Al Jazeera: From immigrants who became citizens decades ago, to citizens born in France whose parents or grandparents have roots in other countries, being universally recognised as French seems to be a challenge. Why is this?

Diallo: The country sees itself as a white country. Everything that is produced as French, in films and television, is white.

I take part in many TV debates and I am always the only minority, mostly the only woman. There is never another minority to take a seat at the table to discuss French issues. There is no political will, or will in the media, to change the image.

Al Jazeera: Many complaints over racism stem from police brutality, of which non-white citizens are often victims. What is the solution to this?

Diallo: There's a simple solution. There are many identity checks here. Police can just stop someone in the streets and check his - it's mostly his - ID, without any reason. When you are black or Arab and young, you are 20 times more likely to be stopped. It's not just in the suburbs.

If you go to Gare du Nord in Paris, for example, you have many young black and Arab men arrested for no reason. If you take the train to go to London or Brussels, you have people who are stopped for no reason. It's during these interactions when violence breaks out.

During the 2012 campaign, I was part of the Stop le Controle au Facies (Stop appearance-based stop and searches) collective.

We demanded a very simple measure. Police would have to give a document to those they stopped, providing their reasons for the search and the time of the interrogation. People who felt harassed would have proof and police would be accountable.

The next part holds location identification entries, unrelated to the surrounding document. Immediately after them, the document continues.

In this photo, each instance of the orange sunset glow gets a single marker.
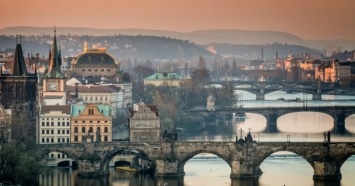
(308, 19)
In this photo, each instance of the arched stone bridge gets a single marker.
(338, 113)
(260, 88)
(244, 158)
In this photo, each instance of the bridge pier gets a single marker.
(339, 123)
(167, 168)
(317, 96)
(260, 96)
(244, 169)
(326, 169)
(271, 123)
(88, 168)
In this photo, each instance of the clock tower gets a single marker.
(54, 82)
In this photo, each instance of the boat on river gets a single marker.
(126, 168)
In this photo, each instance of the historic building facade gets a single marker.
(54, 124)
(144, 123)
(91, 123)
(96, 62)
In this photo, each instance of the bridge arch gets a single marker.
(184, 159)
(104, 165)
(266, 155)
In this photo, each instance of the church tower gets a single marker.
(53, 82)
(18, 91)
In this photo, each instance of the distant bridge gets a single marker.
(244, 157)
(260, 88)
(338, 113)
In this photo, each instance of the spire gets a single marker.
(54, 60)
(19, 66)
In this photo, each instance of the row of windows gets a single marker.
(94, 98)
(83, 138)
(96, 70)
(83, 129)
(58, 156)
(59, 140)
(52, 132)
(58, 124)
(55, 118)
(90, 121)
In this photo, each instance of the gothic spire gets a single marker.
(54, 60)
(19, 66)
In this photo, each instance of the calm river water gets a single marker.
(209, 170)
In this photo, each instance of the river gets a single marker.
(213, 171)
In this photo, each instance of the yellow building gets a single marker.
(95, 62)
(91, 123)
(144, 123)
(163, 78)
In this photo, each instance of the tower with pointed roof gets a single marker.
(53, 81)
(18, 86)
(18, 90)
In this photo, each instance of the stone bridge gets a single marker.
(338, 113)
(243, 157)
(260, 88)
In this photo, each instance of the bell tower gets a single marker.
(54, 85)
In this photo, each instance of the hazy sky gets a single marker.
(308, 19)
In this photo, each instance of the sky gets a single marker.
(308, 19)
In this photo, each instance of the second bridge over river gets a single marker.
(338, 113)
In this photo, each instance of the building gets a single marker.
(54, 124)
(52, 89)
(144, 123)
(95, 62)
(18, 91)
(105, 94)
(91, 123)
(163, 78)
(5, 124)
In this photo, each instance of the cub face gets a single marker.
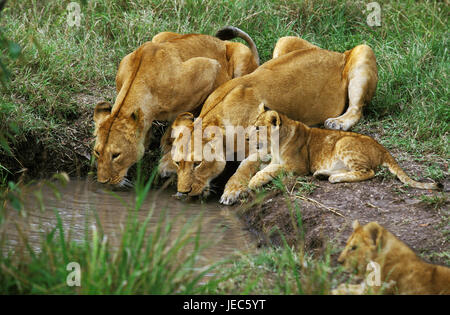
(193, 175)
(362, 247)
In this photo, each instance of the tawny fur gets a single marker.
(172, 74)
(305, 82)
(400, 267)
(340, 156)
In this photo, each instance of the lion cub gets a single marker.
(398, 264)
(339, 155)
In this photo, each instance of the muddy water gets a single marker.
(82, 201)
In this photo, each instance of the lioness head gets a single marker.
(362, 246)
(120, 142)
(198, 158)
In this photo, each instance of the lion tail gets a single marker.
(230, 32)
(395, 169)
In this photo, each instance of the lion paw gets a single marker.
(257, 181)
(231, 196)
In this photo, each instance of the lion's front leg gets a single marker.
(265, 175)
(362, 76)
(237, 185)
(166, 166)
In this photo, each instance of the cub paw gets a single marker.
(165, 169)
(336, 124)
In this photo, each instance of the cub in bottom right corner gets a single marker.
(400, 270)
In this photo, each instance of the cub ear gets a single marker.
(262, 108)
(275, 119)
(355, 225)
(375, 232)
(101, 111)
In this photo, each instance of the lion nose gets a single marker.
(182, 195)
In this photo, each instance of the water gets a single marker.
(81, 201)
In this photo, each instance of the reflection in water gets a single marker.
(81, 201)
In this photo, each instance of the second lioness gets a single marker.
(171, 74)
(341, 156)
(303, 81)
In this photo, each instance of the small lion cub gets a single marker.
(399, 266)
(341, 156)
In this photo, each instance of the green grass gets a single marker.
(59, 63)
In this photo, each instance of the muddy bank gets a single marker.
(328, 211)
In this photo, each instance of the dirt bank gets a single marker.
(419, 218)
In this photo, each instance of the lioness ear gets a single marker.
(101, 111)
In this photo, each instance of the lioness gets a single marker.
(302, 81)
(400, 267)
(171, 74)
(341, 156)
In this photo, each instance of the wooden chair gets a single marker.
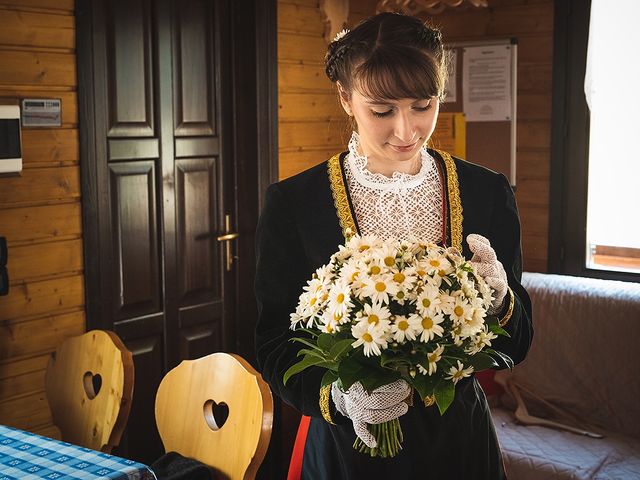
(217, 410)
(89, 385)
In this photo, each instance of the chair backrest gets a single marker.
(89, 385)
(217, 410)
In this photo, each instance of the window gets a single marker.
(595, 165)
(612, 72)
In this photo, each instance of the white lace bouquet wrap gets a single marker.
(383, 310)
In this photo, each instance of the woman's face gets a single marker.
(392, 131)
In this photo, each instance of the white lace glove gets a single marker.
(382, 405)
(489, 267)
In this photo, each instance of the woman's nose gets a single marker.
(404, 129)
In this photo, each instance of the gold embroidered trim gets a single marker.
(455, 204)
(325, 393)
(507, 316)
(340, 198)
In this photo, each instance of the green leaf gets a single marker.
(482, 361)
(424, 384)
(378, 378)
(307, 342)
(314, 353)
(303, 364)
(341, 347)
(351, 370)
(328, 378)
(444, 392)
(326, 341)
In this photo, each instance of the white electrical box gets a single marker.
(10, 139)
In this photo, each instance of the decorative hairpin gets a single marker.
(340, 34)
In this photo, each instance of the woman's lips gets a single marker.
(403, 148)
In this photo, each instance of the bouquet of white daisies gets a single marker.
(383, 310)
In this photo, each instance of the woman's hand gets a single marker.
(382, 405)
(489, 267)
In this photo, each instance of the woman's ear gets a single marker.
(345, 100)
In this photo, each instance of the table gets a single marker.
(27, 456)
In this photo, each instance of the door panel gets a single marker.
(130, 79)
(135, 239)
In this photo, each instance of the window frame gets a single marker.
(570, 146)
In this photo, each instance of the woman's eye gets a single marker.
(382, 114)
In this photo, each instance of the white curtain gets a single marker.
(612, 89)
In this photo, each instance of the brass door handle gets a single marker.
(227, 237)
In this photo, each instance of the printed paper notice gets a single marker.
(486, 83)
(451, 87)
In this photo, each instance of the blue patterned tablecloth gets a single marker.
(28, 456)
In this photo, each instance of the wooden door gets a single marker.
(162, 184)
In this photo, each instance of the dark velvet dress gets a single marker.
(301, 225)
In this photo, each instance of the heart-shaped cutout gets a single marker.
(92, 384)
(215, 414)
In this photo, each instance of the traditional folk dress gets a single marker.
(303, 222)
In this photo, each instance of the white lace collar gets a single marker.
(398, 180)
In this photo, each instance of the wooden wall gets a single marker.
(40, 211)
(311, 122)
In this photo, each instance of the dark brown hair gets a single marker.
(389, 56)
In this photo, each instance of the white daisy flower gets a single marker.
(430, 326)
(433, 358)
(370, 337)
(460, 310)
(458, 373)
(429, 301)
(379, 288)
(403, 329)
(376, 314)
(340, 299)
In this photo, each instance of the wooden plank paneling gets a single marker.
(32, 261)
(35, 224)
(18, 67)
(40, 213)
(308, 134)
(41, 184)
(36, 29)
(44, 297)
(297, 47)
(310, 106)
(49, 147)
(63, 5)
(30, 337)
(300, 78)
(69, 101)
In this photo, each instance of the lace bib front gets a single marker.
(402, 206)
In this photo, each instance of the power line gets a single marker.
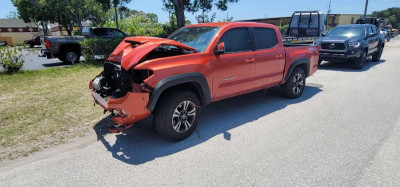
(329, 7)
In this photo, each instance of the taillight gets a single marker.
(47, 43)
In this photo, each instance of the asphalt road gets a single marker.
(344, 131)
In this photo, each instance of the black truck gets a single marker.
(352, 43)
(68, 49)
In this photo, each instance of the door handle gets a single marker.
(250, 60)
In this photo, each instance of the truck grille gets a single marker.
(333, 46)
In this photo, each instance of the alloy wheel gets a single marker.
(298, 81)
(184, 116)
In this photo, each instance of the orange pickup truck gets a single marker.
(174, 78)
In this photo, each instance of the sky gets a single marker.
(253, 9)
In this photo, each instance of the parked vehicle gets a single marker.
(174, 78)
(305, 27)
(353, 43)
(387, 35)
(32, 42)
(3, 43)
(68, 49)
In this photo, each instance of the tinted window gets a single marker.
(100, 32)
(236, 40)
(374, 29)
(265, 38)
(369, 30)
(196, 37)
(115, 33)
(347, 31)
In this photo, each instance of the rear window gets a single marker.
(236, 40)
(265, 38)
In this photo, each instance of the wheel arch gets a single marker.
(303, 63)
(195, 82)
(76, 47)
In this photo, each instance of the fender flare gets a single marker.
(169, 82)
(296, 63)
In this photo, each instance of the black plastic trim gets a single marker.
(297, 63)
(176, 80)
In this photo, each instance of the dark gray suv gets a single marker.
(351, 43)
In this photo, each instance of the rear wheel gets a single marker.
(376, 57)
(70, 56)
(177, 114)
(294, 86)
(319, 62)
(359, 62)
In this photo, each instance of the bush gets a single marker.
(11, 59)
(98, 48)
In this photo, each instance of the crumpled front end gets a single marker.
(115, 92)
(120, 88)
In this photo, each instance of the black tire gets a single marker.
(360, 62)
(70, 56)
(170, 112)
(377, 56)
(294, 86)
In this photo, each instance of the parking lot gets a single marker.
(343, 131)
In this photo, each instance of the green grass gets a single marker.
(45, 107)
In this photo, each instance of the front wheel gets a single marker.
(70, 56)
(294, 86)
(359, 62)
(177, 115)
(376, 57)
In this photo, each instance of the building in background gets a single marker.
(15, 31)
(333, 20)
(58, 30)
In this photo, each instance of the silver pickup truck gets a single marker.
(68, 49)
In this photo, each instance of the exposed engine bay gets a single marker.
(116, 82)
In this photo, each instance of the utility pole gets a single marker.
(329, 7)
(365, 10)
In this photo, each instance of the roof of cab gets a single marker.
(222, 24)
(356, 25)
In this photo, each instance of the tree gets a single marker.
(118, 4)
(68, 13)
(390, 16)
(12, 15)
(180, 6)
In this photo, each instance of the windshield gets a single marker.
(196, 37)
(347, 31)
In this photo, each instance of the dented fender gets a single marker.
(133, 105)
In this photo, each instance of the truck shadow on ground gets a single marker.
(348, 66)
(142, 144)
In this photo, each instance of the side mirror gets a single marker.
(220, 48)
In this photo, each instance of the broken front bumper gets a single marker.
(126, 110)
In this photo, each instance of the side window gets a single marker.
(115, 33)
(236, 40)
(373, 29)
(265, 38)
(100, 32)
(369, 31)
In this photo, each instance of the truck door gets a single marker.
(270, 57)
(233, 71)
(371, 41)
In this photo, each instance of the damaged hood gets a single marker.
(133, 49)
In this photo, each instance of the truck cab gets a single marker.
(305, 27)
(352, 43)
(174, 78)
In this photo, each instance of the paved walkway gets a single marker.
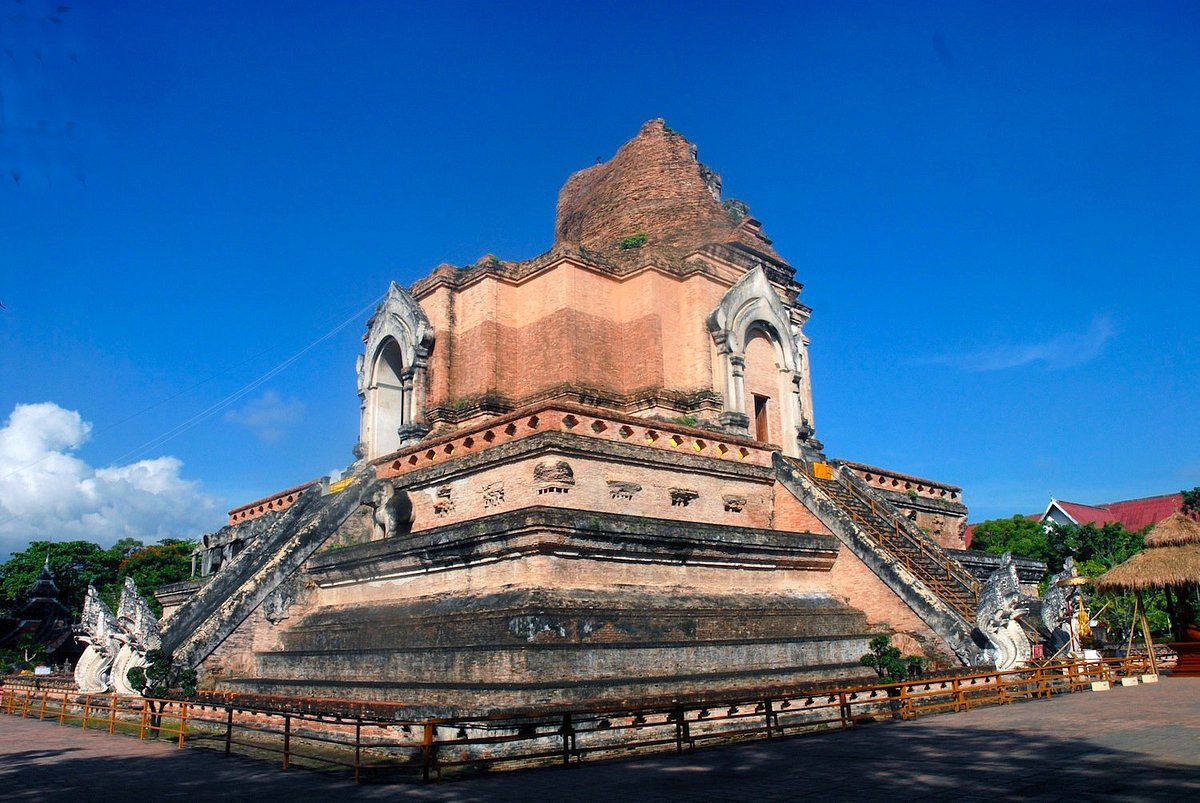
(1127, 744)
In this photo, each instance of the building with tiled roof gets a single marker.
(1132, 514)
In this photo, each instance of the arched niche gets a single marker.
(760, 364)
(393, 376)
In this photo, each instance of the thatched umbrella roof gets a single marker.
(1174, 531)
(1171, 558)
(1156, 568)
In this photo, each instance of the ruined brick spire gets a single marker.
(653, 186)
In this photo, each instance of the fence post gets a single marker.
(568, 739)
(426, 750)
(287, 739)
(358, 749)
(183, 723)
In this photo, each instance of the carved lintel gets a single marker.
(553, 477)
(623, 490)
(444, 504)
(683, 497)
(492, 495)
(738, 423)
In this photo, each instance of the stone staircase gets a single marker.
(936, 586)
(223, 603)
(910, 546)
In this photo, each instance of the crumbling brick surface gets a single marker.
(653, 186)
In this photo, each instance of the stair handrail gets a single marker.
(913, 534)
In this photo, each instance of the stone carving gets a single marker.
(751, 307)
(138, 634)
(553, 478)
(492, 495)
(220, 547)
(444, 504)
(999, 615)
(1056, 609)
(683, 497)
(623, 490)
(114, 643)
(393, 375)
(97, 629)
(279, 601)
(391, 511)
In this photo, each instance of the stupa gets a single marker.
(589, 475)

Data could have been produced from this initiative - such as in which areas are police more likely to carry out stop and searches, and which reasons are most often cited.

In the suburbs, some police stop the same person every day, they see them growing up. It's to reconfirm who the boss is.

Al Jazeera: What was the response of government representatives to that initiative?

Diallo: The president in power at that time, Francois Hollande, was in favour of it. Jean-Marc Ayrault, the prime minister, Christiane Taubira, the minister of justice, and Benoit Hamon also supported the measure.

But Manuel Valls, then minister of the interior, was very close to the police. He stopped the measure and nothing happened. He has an Islamophobic vision of secularism. He didn't want to do anything to stop racial profiling. This measure was very simple and costless.

Al Jazeera: What comparisons can you make between police-led racism in the US and France?

Diallo: I think here, there is denial. If you read the newspapers here, you have very good coverage of police brutality in the US. You know the victims' names. But of events here, you won't read anything. Even when these national stories are covered, the victim's race is not mentioned.

You can guess if they are black or Arab because of their names, such as Adama Traore (who died in police custody in July 2016). In the case of Theo (who was beaten raped by an officer with a baton in February), his photograph was published. But you never see in writing: "A white police officer has killed a black man".

Al Jazeera: Why not?

Diallo: Because we're "colour-blind". We're supposed to all be French. It's taboo to mention people's races ... but thanks to social media, activists are able to publicise the victims' names.

Al Jazeera: Are minorities under-represented in the media?

Diallo: Yes, they are. The press is so white in all the big newspapers.

But La Liberation has made an effort to hire new journalists from diverse backgrounds, and there are new voices emerging thanks to social media. And the Bondy Blog, for instance, is very good. (Bondy Blog is an online news website with voices from the suburbs).

Al Jazeera: If Macron was sitting in front of you, what would you advise him to do about police brutality?

Diallo: I would say he has to address institutional racism and tell him that the state is a part of the problem. He really needs to meet people involved in the issue and adopt policies that would stop it.

There is part of the population that does not feel French because they are mistreated and not respected.

We have families that have lost relatives, brothers, kids, because of police brutality. It's very urgent to address this. It's one of the reason people in the suburbs do not vote.